Integrative Network-Based Approaches For Modeling Human Disease

The large-scale development of high-throughput sequencing technologies has allowed the generation of reliable omics data related to various regulatory levels. Moreover, integrative computational modeling has enabled the disentangling of a complex interplay between these interconnected levels of regulation by interpreting concomitant large quantities of biomedical information (‘big data’)
in a systematic way. In the context of human disorders, network modeling of complex gene-gene interactions has been successfully used for understanding disease-related dysregulation and for predicting novel drug targets to revert the diseased phenotype.
Recent evidence suggests that changes at multiple levels of genomic regulation are responsible for the development and course of multifactorial diseases. Although existing computational approaches have been able to explain cell-type-specific and disease-associated transcriptional regulation, they so far have been unable to utilize available epigenetic data for systematically dissecting underlying disease mechanisms.
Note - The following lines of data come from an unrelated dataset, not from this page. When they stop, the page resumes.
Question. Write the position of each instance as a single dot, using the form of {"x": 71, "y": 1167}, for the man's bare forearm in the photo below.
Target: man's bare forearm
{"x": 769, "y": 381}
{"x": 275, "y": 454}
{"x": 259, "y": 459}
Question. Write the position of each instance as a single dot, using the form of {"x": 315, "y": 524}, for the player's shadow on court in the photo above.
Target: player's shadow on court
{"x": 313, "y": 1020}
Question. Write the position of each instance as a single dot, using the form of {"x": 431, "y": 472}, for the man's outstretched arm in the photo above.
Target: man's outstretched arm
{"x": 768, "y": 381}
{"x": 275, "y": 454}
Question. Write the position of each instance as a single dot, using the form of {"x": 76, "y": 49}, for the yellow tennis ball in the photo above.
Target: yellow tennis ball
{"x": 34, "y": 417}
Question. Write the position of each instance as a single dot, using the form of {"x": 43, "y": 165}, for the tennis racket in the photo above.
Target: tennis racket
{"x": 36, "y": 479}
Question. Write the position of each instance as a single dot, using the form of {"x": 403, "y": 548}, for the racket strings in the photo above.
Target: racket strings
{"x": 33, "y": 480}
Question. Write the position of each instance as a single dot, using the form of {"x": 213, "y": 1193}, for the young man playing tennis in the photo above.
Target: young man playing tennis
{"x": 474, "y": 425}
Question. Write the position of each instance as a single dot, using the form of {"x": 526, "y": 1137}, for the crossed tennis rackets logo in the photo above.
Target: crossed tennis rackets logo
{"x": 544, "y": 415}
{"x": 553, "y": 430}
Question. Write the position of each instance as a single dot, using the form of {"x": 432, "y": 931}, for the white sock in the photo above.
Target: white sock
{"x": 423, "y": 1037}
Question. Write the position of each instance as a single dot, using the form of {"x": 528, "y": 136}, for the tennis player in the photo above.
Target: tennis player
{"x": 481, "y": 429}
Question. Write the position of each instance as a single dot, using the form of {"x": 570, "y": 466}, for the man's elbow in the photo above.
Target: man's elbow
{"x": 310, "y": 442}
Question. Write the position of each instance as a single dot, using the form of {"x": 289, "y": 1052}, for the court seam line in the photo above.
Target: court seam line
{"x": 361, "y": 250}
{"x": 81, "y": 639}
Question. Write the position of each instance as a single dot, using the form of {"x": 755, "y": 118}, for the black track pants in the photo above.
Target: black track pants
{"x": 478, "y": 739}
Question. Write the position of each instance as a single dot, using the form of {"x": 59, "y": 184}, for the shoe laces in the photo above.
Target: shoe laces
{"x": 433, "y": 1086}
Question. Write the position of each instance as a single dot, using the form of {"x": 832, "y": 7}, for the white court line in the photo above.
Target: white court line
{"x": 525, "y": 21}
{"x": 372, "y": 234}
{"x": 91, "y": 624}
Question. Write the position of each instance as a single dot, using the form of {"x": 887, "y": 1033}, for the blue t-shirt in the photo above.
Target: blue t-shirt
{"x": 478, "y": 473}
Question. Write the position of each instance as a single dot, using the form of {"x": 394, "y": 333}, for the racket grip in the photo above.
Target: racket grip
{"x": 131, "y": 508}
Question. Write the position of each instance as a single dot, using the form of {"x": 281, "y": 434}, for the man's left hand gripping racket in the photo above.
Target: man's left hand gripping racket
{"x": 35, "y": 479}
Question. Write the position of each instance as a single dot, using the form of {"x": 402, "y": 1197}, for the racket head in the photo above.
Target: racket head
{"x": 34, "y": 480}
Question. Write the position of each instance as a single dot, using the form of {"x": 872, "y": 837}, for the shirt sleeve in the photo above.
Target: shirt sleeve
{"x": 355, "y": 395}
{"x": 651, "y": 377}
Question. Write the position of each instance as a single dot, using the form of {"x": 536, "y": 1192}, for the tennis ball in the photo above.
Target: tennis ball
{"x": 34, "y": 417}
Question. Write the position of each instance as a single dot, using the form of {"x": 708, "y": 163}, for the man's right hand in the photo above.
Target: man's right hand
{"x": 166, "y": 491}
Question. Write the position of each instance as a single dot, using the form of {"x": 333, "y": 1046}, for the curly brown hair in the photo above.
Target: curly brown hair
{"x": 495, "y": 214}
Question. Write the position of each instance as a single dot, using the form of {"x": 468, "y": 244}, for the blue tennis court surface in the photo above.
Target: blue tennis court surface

In this thesis, we first provided an overview of recent advances in the field of computational modeling of cellular systems, its major strengths and limitations. Next, we highlighted various computational approaches that integrate information from different regulatory levels to understand mechanisms behind the onset and progression of multifactorial disorders. For example, we presented INTREGNET, a computational method for systematically identifying minimal sets of transcription factors (TFs) that can induce desired cellular transitions with increased efficiency. As such, INTREGNET can guide experimental attempts for achieving effective in vivo cellular transitions by overcoming epigenetic barriers restricting the cellular differentiation potential. Furthermore, we introduced an integrative network-based approach for ranking Alzheimer’s disease (AD)-associated functional genetic and epigenetic variation. The proposed approach explains how genetic and epigenetic variation can induce expression changes via gene-gene interactions, thus allowing for a systematic dissection of mechanisms underlying the onset and progression of multifactorial diseases like AD at a multi-omics level. We also showed that particular pathways, such as sphingolipids (SL) function, are significantly dysregulated in AD. In-depth integrative analysis of these SL-related genes reveals their potential as biomarkers and for SL-targeted drug development for AD. Similarly, in order to understand the functional consequences of CLN3 gene mutation in Batten disease (BD), we conducted a differential gene regulatory network (GRN)-based analysis of transcriptomic data obtained from an in vitro BD model and revealed key regulators maintaining the disease phenotype.
We believe that the work conducted in this thesis provides the scientific community with a valuable resource to understand the underlying mechanism of multifactorial diseases from an integrative point of view, helping in their early diagnosis as well as in designing potential therapeutic treatments.